Tendances de l'énergie gaz et électricité du 01/09/2026


Tendances gaz naturel
Tout au long du mois d’août, le prix PEG du gaz sur l’EEX a augmenté. Il est passé de 41,13 €/MWh le 31 juillet à 50,15 €/MWh le 31 août, soit une hausse de 9,02 €/MWh. Cette montée s’explique toujours par les tensions accumulées autour du détroit d’Ormouz qui ne semblent pas être prêtes à s’atténuer. Il faudra s’attendre à une suite de la hausse du prix pour septembre.

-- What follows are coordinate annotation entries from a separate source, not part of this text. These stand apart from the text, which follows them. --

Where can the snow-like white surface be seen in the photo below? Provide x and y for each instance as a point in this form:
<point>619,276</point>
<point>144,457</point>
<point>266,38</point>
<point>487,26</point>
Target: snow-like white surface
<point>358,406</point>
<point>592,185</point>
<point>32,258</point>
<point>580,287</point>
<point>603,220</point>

Le gaz pourrait durablement coûter plus cher
Le prix repère du gaz atteindra 172 €/MWh TTC en septembre, contre 163 €/MWh en août. Selon une analyse de Carbone 4, différents facteurs pourraient maintenir les prix du gaz à un niveau élevé dans les prochaines années. La dépendance toujours en hausse au GNL, plus coûteux et soumis aux tensions du marché mondial, rend les cours plus sensibles aux aléas géopolitiques.
À cela s’ajoutent le renforcement progressif de la tarification carbone, le développement du biométhane et la hausse des coûts liés aux réseaux, alors même que la consommation française diminue. Ce « ciseau tarifaire » pourrait faire grimper les factures des ménages restant raccordés. Selon le scénario étudié, le prix du gaz pourrait atteindre environ 190 €/MWh en 2035, contre 100 €/MWh en 2024.
Tendances électricité
Le prix de l’électricité sur l’EEX a été moins touché en août par la crise que le prix du gaz, puisque le solaire, l’éolien et le nucléaire français ont été d’une aide précieuse. Même si la canicule a ralenti certaines centrales, la saison a été propice à la production électrique. Le prix prend tout de même 5,86 €/MWh entre le 31 juillet à 64,73 €/MWh et le 31 août à 70,59 €/MWh.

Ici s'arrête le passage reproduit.